Craquelures et fissures envahirent le symbole qui s’effondra en une fraction de secondes. Bientôt ne demeura plus que le socle de marbre, car la sculpture s’était fracturée en une myriade de morceaux. Pas un seul n’avait impacté qui que ce fût, mais l’acte avait assez porté pour en blesser bon nombre à l’intérieur d’eux-mêmes.

— Hérésie ! sanglota un homme encapuchonné à la robe orange. Blasphème ! Notre bien-aimée impératrice !

Ce n’était qu’une statue. Ils la détruisent à défaut d’atteindre Bennenike. Ils insultent sa personne sans réaliser quels bienfaits elle a apporté à l’Empire Myrrhéen. Les famines sont éradiquées. L’esclavage est aboli. La paix était supposée établie. Et même sans appréhender ces problématiques complexes, je ne peux que la remercier de m’avoir sauvée.

Beaucoup n’envisageaient pas la situation de cette perspective. L’homme en question, sans doute un prêtre, s’avérait le principal représentant de cet état d’esprit. Il s’était agenouillé auprès de la figure vénérée, et des sillons de larmes creusaient des joues. Multiples gouttes chutaient dans les morceaux, arrosant la plateforme de pleine morosité. Jusqu’au moment où Jounabie l’attrapa par le col.

— Gardes, un dissident a franchi vos défenses ! dénonça-t-elle.

— Vous n’êtes pas la dirigeante ! dénonça le prêtre. Personne ne vous a élus !

— Parce que Bennenike a été élue, peut-être ? Non ! Son règne a débuté dans un bain de sang, à commencer par sa propre famille, suivant une infâme tradition !
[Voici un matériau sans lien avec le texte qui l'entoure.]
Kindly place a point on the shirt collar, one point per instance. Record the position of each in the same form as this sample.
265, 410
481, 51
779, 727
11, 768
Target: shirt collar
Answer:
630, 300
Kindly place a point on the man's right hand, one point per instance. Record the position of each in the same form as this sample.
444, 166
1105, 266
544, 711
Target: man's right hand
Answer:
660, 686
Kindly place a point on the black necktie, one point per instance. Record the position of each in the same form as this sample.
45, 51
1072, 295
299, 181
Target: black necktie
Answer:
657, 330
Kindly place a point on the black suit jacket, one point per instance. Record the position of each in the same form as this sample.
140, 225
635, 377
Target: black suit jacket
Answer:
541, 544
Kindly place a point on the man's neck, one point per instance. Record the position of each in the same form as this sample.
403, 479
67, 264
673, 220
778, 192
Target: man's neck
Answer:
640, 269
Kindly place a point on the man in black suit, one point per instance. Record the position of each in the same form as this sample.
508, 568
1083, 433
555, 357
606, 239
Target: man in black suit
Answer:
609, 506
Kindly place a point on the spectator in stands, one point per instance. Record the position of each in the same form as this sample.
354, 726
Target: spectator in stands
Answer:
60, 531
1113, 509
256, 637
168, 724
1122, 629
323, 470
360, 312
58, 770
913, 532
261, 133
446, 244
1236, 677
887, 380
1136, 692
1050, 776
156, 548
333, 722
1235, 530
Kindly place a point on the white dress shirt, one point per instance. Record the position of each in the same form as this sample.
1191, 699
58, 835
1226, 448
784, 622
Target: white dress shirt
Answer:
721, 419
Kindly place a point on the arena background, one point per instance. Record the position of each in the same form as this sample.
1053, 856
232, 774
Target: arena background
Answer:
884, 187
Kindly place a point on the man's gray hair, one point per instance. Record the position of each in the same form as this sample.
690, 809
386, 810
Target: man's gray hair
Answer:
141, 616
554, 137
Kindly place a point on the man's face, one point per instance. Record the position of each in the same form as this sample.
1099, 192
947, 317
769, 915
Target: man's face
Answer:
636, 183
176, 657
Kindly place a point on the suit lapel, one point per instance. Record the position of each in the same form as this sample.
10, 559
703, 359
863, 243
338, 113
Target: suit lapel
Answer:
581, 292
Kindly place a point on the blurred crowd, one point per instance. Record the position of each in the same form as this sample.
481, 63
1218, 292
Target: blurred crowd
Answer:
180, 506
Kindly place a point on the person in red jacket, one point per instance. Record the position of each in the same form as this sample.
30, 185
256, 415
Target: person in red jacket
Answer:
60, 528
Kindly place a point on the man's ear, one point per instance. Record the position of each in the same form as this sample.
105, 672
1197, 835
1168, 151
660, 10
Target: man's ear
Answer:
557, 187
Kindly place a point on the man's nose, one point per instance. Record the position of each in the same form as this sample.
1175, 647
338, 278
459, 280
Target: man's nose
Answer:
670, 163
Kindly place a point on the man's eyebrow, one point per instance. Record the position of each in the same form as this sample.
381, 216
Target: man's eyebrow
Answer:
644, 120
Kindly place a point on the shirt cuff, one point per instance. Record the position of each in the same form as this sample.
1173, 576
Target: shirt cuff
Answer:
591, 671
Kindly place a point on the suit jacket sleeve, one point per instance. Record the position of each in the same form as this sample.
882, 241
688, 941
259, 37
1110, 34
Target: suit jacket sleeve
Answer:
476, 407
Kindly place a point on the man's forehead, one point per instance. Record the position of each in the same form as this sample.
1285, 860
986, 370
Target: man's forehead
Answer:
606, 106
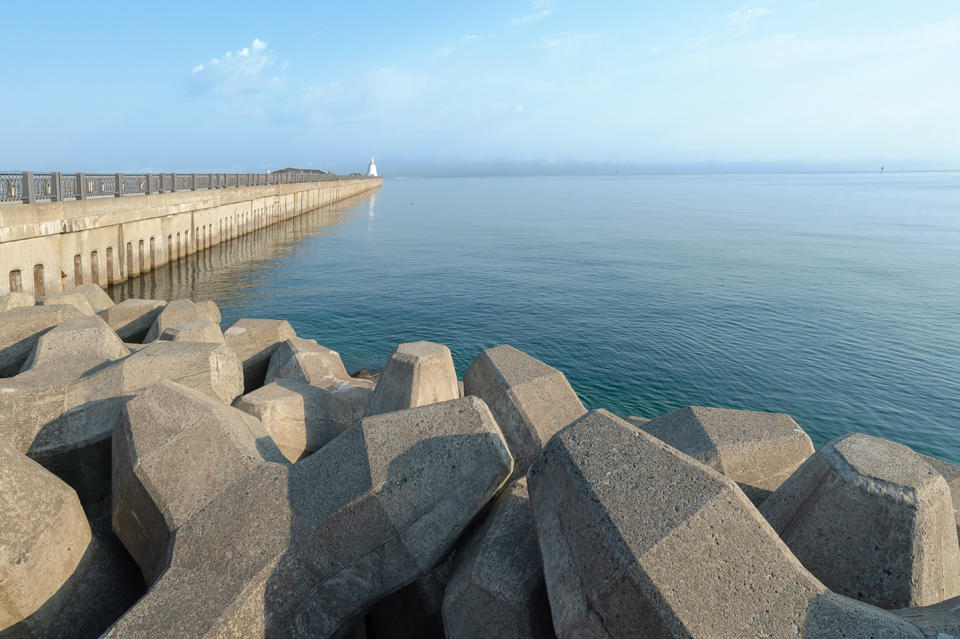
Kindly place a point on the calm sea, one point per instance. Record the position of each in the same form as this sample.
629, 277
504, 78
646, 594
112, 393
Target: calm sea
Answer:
832, 297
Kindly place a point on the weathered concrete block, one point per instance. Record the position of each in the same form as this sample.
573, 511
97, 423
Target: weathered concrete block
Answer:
179, 311
97, 298
756, 450
64, 421
300, 550
20, 328
414, 611
497, 588
530, 400
951, 474
56, 578
873, 521
175, 449
15, 300
195, 331
298, 358
417, 374
254, 341
70, 298
132, 319
939, 621
640, 540
302, 418
76, 346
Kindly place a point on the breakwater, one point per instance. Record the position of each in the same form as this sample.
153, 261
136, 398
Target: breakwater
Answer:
162, 476
53, 246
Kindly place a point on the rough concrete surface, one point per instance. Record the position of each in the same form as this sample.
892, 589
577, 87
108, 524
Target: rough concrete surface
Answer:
302, 550
872, 520
417, 374
302, 418
175, 449
57, 579
756, 450
497, 587
530, 400
132, 319
640, 540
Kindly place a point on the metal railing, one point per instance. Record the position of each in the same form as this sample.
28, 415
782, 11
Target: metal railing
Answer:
28, 187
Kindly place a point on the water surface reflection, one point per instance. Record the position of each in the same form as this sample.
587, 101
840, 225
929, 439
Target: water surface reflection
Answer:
233, 270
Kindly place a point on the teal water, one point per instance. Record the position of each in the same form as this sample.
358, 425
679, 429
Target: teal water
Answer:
832, 297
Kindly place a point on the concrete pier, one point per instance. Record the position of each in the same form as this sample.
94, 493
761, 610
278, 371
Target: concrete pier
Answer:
51, 247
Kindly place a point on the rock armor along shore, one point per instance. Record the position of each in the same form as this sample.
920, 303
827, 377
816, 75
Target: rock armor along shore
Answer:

— Que sont vos répressions, sinon un bain de sang ?

— Toute idéologie opposée à notre liberté proclamée doit être annihilée ! Hélas, Bakaden était trop faible pour le réaliser ! Vos soupçons étaient vérifiés, par ailleurs : il n’est pas mort par accident. Il compromettait tant l’avenir de Doroniak que je l’ai poignardé en plein cœur.

Déchaînement fut déclenché quand Jounabie démarra le déluge.